3.  .3.  There seemed to be at least two possible ways of using the storylines that have been generated, to inform the design of a Theory of Change. One is to take whole storylines as units of analysis. For example, a storyline evaluated as both most likely and most desirable, by more participants than any other storyline, would seem an immediately useful source of detailed information about a causal pathway that should go into a Theory of Change. Other storylines identified as most likely but least desirable would warrant attention as risks that also need to be built into a Theory Of Change, along with any potential means of preventing and/or mitigating those risks. Other storylines identified as least likely but most desirable would warrant attention as opportunities, also to be built into a Theory Of Change, along with means of enabling and exploiting those opportunities.

4. 34.  The second possible approach would give less respect to the existing branch structure, and focus more on the contents of individual contributions i.e. paragraphs in the storylines.  Individual contributions could be sorted into categories familiar to those developing Theories of Change: activities, outputs, outputs, and impacts.  These could then be recombined into one or more causal pathways that the participants thought was both possible and desirable.  In effect, a kind of linear jigsaw puzzle. If the four categories of event types were seen as being too rigid a schema (a reasonable complaint!),  but still an unfortunate necessity, they could be introduced after the recombination process, rather than before. Either way, it probably would be useful to include another evaluation stage, making a comparative evaluation of the different combinations of contributions that had been created.  Using the same metrics as are already being used with existing ParEvo exercise.

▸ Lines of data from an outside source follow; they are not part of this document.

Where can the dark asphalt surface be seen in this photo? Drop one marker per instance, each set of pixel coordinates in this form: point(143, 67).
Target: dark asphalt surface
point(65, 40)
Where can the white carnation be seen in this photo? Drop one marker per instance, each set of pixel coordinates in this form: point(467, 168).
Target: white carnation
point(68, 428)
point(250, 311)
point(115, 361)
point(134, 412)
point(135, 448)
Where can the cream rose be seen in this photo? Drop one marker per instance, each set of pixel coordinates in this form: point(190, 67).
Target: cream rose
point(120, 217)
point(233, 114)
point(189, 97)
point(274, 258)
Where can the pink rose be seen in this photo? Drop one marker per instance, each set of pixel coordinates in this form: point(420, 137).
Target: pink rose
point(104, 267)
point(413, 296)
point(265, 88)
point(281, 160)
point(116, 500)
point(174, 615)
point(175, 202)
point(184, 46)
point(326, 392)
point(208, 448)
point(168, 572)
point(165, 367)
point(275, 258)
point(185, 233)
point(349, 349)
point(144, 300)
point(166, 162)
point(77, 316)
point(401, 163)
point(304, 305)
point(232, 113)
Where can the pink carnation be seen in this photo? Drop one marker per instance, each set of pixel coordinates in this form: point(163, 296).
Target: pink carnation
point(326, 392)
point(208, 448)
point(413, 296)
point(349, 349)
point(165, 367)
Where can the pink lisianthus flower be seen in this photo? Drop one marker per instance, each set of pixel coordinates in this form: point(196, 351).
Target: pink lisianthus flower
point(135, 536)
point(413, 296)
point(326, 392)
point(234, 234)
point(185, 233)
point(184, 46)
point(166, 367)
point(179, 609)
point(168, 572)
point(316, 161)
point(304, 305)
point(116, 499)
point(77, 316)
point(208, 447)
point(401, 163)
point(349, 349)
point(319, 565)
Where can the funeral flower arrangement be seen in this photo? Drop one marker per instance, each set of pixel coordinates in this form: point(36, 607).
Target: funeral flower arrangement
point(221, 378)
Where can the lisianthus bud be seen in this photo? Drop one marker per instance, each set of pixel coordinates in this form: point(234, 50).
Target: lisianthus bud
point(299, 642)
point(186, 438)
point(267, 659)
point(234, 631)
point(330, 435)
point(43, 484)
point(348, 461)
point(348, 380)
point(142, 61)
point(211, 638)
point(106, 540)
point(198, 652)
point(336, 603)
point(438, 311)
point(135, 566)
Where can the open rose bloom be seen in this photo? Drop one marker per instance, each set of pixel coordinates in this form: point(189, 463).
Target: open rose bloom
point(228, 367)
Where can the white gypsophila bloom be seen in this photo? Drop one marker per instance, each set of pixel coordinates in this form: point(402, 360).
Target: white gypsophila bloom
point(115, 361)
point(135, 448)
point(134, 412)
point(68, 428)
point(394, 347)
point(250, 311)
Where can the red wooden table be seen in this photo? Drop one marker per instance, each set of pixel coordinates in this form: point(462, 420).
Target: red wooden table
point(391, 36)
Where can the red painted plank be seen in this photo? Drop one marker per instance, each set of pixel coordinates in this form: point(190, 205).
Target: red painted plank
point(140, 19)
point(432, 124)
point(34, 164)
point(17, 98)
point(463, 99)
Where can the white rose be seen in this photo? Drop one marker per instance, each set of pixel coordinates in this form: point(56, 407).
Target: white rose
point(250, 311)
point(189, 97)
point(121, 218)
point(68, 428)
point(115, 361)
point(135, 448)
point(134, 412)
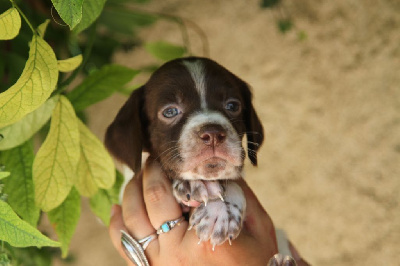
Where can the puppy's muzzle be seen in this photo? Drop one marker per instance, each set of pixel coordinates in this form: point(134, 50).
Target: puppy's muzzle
point(212, 135)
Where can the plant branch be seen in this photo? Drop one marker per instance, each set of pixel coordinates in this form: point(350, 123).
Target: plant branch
point(86, 54)
point(183, 23)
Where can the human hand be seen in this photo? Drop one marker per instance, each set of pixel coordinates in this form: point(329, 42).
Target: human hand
point(148, 202)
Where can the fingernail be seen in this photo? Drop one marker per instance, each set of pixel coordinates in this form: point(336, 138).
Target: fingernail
point(113, 209)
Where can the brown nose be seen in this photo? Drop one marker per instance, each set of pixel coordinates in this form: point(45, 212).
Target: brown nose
point(212, 135)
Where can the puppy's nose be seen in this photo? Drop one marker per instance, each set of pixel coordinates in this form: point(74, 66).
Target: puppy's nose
point(212, 135)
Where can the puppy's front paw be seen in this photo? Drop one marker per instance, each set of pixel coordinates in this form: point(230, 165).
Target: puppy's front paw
point(198, 190)
point(280, 260)
point(218, 221)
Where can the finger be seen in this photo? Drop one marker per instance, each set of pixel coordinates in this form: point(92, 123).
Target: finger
point(134, 213)
point(114, 231)
point(299, 260)
point(160, 203)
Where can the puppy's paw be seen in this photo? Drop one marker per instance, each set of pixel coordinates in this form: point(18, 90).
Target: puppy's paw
point(198, 190)
point(218, 221)
point(280, 260)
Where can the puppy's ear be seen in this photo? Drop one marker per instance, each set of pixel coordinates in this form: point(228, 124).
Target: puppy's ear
point(126, 137)
point(254, 128)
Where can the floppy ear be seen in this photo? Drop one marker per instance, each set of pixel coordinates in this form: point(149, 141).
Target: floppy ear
point(254, 128)
point(126, 137)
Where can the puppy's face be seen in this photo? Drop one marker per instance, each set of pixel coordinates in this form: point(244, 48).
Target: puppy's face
point(191, 116)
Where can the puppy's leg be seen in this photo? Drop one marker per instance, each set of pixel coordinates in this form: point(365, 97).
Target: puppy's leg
point(219, 220)
point(198, 190)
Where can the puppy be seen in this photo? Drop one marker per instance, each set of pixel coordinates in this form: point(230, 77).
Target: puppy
point(191, 117)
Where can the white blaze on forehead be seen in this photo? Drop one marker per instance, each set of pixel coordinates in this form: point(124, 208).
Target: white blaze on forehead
point(196, 70)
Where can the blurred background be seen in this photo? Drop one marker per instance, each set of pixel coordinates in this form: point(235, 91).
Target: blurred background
point(326, 83)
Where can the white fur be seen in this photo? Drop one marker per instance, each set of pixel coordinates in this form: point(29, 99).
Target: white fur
point(128, 175)
point(196, 70)
point(189, 147)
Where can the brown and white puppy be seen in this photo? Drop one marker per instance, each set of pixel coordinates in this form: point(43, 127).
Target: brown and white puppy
point(191, 117)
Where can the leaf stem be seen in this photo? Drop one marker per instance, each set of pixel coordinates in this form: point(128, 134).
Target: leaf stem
point(24, 17)
point(86, 54)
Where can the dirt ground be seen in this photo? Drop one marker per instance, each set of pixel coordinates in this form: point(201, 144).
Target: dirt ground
point(329, 170)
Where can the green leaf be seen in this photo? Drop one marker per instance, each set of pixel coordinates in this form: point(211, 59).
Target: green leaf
point(165, 51)
point(24, 129)
point(34, 86)
point(102, 201)
point(99, 85)
point(91, 10)
point(96, 167)
point(19, 233)
point(19, 186)
point(64, 219)
point(43, 27)
point(4, 175)
point(10, 24)
point(69, 64)
point(55, 164)
point(69, 10)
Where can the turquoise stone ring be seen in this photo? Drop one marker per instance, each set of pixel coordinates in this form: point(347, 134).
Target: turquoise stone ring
point(168, 225)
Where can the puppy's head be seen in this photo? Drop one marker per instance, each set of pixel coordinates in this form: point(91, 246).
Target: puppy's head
point(191, 116)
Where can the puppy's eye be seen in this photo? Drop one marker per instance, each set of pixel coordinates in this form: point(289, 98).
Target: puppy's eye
point(171, 112)
point(233, 106)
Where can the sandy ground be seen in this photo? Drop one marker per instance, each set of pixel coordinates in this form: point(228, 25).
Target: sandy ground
point(330, 104)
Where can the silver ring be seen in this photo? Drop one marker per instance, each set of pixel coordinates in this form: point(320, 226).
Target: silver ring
point(133, 249)
point(278, 260)
point(168, 225)
point(146, 241)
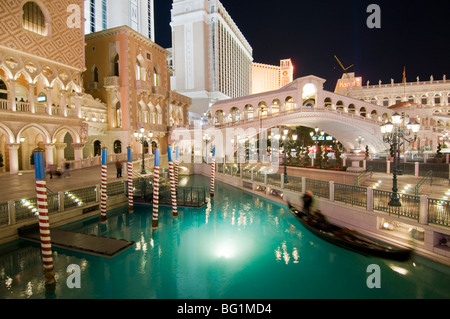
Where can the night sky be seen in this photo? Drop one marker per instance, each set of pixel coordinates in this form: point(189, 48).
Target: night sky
point(413, 34)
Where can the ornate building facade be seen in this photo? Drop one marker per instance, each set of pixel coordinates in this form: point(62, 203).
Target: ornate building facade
point(129, 73)
point(271, 77)
point(106, 14)
point(431, 96)
point(212, 60)
point(40, 83)
point(51, 98)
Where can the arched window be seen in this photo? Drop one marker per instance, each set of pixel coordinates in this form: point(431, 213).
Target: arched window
point(33, 18)
point(97, 148)
point(118, 115)
point(3, 90)
point(155, 77)
point(95, 74)
point(117, 147)
point(116, 65)
point(138, 70)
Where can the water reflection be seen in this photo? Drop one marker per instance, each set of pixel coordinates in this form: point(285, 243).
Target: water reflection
point(245, 247)
point(282, 253)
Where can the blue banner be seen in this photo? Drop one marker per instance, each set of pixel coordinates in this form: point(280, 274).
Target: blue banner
point(39, 166)
point(157, 157)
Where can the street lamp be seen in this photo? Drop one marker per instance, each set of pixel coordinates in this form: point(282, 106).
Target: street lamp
point(285, 139)
point(395, 133)
point(142, 138)
point(315, 135)
point(207, 139)
point(359, 140)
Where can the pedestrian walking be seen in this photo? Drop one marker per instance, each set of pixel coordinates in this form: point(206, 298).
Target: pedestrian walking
point(119, 168)
point(66, 169)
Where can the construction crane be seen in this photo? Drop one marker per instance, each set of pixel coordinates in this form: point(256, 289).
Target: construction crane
point(342, 66)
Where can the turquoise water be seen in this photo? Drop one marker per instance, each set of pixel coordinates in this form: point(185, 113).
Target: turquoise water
point(238, 246)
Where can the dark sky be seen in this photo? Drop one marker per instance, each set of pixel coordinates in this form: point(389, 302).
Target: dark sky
point(413, 34)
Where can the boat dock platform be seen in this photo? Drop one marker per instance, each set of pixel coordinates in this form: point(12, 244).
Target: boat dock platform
point(84, 243)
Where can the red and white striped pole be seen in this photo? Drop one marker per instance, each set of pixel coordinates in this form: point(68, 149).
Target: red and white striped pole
point(103, 186)
point(155, 190)
point(173, 187)
point(176, 166)
point(130, 180)
point(213, 171)
point(44, 222)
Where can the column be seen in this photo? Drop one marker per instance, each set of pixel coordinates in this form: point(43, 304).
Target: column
point(31, 97)
point(48, 91)
point(13, 157)
point(78, 150)
point(12, 94)
point(77, 102)
point(49, 159)
point(60, 153)
point(63, 102)
point(78, 153)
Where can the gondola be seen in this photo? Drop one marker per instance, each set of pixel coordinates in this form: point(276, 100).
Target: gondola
point(347, 238)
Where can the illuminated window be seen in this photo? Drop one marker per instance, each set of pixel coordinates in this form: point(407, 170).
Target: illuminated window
point(3, 90)
point(33, 18)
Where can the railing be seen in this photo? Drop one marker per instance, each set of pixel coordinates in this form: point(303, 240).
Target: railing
point(319, 188)
point(436, 211)
point(439, 212)
point(361, 176)
point(351, 195)
point(422, 181)
point(410, 204)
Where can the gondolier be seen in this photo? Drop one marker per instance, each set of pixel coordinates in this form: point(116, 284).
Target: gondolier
point(347, 238)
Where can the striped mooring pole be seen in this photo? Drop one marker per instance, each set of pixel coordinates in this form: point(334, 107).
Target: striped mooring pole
point(44, 222)
point(176, 165)
point(173, 187)
point(130, 180)
point(155, 189)
point(103, 186)
point(213, 170)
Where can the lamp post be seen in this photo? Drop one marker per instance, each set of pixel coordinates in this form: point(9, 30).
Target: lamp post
point(285, 138)
point(395, 133)
point(207, 139)
point(315, 135)
point(445, 139)
point(359, 140)
point(142, 138)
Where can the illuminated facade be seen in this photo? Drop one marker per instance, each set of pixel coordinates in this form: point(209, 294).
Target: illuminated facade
point(428, 100)
point(271, 77)
point(212, 60)
point(106, 14)
point(129, 73)
point(41, 99)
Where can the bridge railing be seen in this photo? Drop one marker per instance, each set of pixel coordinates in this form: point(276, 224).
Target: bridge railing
point(421, 208)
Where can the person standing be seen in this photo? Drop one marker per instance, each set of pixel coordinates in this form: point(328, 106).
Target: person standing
point(119, 168)
point(309, 202)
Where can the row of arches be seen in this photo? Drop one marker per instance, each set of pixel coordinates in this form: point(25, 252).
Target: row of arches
point(236, 114)
point(434, 99)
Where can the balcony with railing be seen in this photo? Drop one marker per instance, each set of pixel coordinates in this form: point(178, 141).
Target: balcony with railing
point(111, 81)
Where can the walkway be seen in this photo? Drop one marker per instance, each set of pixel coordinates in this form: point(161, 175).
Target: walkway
point(14, 187)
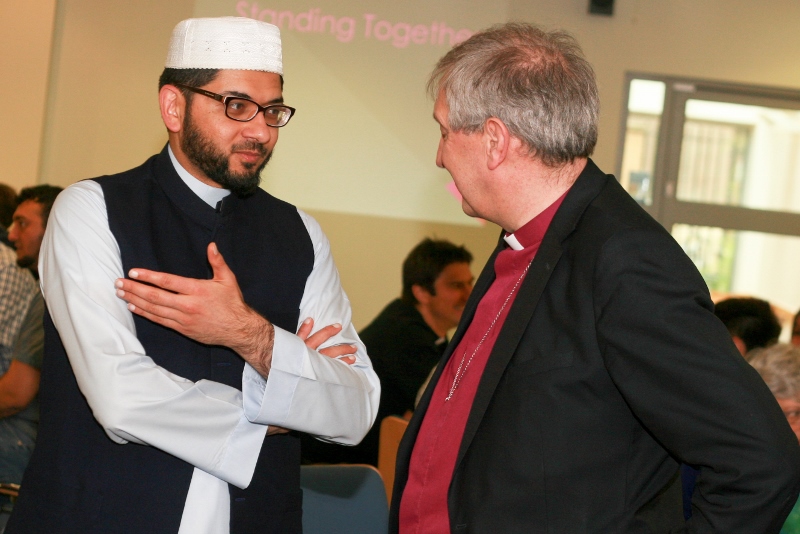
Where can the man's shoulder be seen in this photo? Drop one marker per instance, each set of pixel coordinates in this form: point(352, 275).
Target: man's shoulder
point(7, 255)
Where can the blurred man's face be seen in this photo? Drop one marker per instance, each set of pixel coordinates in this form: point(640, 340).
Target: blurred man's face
point(791, 409)
point(452, 287)
point(26, 233)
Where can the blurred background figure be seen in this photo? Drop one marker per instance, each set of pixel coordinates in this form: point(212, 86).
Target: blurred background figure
point(779, 366)
point(8, 202)
point(407, 339)
point(750, 321)
point(21, 329)
point(28, 223)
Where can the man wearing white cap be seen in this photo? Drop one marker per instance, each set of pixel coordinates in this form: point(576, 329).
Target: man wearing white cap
point(154, 424)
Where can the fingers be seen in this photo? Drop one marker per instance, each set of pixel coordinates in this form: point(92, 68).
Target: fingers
point(144, 296)
point(343, 353)
point(323, 335)
point(169, 282)
point(218, 265)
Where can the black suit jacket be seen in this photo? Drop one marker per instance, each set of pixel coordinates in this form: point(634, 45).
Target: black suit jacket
point(610, 370)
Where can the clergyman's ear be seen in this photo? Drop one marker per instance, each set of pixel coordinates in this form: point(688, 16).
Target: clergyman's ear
point(497, 141)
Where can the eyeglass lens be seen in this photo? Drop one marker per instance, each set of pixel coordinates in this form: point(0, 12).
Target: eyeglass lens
point(240, 109)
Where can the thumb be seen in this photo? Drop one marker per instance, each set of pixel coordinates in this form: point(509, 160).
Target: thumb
point(218, 266)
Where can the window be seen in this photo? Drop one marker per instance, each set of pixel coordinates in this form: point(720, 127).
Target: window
point(719, 166)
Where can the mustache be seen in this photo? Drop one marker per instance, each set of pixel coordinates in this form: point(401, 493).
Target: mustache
point(251, 146)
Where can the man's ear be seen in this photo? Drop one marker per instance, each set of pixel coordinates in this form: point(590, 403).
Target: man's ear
point(173, 106)
point(497, 140)
point(740, 344)
point(420, 293)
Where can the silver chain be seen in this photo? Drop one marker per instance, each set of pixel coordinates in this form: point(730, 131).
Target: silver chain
point(459, 372)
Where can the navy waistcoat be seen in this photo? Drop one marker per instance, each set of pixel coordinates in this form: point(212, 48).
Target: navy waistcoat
point(78, 479)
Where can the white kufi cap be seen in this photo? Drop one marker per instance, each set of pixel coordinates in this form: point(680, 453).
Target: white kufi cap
point(225, 43)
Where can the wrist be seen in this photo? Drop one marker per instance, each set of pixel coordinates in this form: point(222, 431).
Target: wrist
point(257, 339)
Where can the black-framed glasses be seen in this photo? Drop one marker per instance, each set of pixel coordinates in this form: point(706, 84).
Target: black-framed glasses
point(244, 110)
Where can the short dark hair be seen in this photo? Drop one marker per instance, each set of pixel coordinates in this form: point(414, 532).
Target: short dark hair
point(190, 77)
point(425, 263)
point(750, 319)
point(8, 203)
point(41, 194)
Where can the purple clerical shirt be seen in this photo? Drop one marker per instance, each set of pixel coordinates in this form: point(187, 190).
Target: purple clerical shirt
point(423, 508)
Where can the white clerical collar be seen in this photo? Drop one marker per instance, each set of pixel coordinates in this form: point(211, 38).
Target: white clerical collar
point(209, 195)
point(512, 242)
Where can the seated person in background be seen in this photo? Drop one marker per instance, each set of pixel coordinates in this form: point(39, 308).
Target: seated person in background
point(8, 201)
point(407, 339)
point(750, 321)
point(779, 366)
point(752, 324)
point(22, 330)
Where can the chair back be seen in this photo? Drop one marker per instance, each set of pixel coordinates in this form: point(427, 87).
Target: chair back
point(392, 430)
point(343, 499)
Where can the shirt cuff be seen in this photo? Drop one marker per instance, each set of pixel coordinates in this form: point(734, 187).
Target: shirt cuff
point(268, 401)
point(241, 454)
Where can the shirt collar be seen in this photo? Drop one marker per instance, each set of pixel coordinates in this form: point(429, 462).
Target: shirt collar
point(532, 232)
point(210, 195)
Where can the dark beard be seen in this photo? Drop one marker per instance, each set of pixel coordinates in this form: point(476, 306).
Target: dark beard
point(215, 165)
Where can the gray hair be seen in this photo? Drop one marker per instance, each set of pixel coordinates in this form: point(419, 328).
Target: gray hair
point(779, 366)
point(537, 82)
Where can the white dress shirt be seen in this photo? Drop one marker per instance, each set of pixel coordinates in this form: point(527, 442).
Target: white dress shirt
point(216, 428)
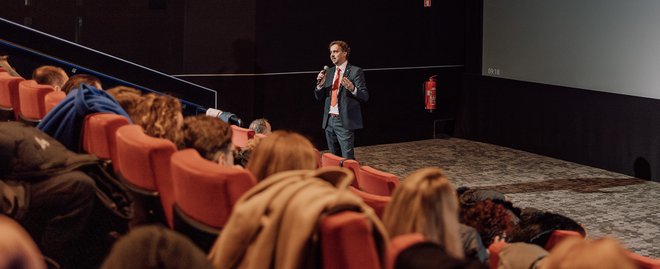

       More ideas will follow..

     The beginnings of a bibliography...

Derbyshire, J. (2019). Use of scenario planning as a theory-driven evaluation tool. FUTURES & FORESIGHT SCIENCE, 1(1), 1–13.
Ganguli, S. (2017). Using Scenario Planning to Surface Invisible Risks (SSIR). Stanford Social Innovation Review.



1 comment:

  1. I see a lot of value in what you’re suggesting. Too often I’ve seen Theories of Change used to support an accountability and audit function. They are more Strategies of Change, with the four components: activities, outputs, outputs, and impacts used initially to determine program budget and subsequently used to justify return on investment.
    The perspective that a Theory of Change is a hypothesis that must be tested is more focused on learning. With such a perspective, the design of the theory would be more precise if it “anticipated” as many scenarios as practically possible, both positive and negative. Developmental evaluations do this on the fly, but presuppose the initial design is accurate. Hence, they can experience significant learning, largely referenced to design imperfections.
    The ParEvo exercise used in the first way you suggested – with the storylines used in their entirety, is more appealing to me than thematically categorizing the various paragraphs. I suspect that stems from a belief that reducing a storyline to its individual component parts, particularly in a complex system, feels as if it must be losing an understanding of the interplay between the complex forces that the Theory of Change is attempting to address. That said, in an immature field, one in which there is an absence of literature, the second “jigsaw” approach would still help program designer consider a broader range of factors and make better decisions on the type of intervention and activities to include and possibly avoid.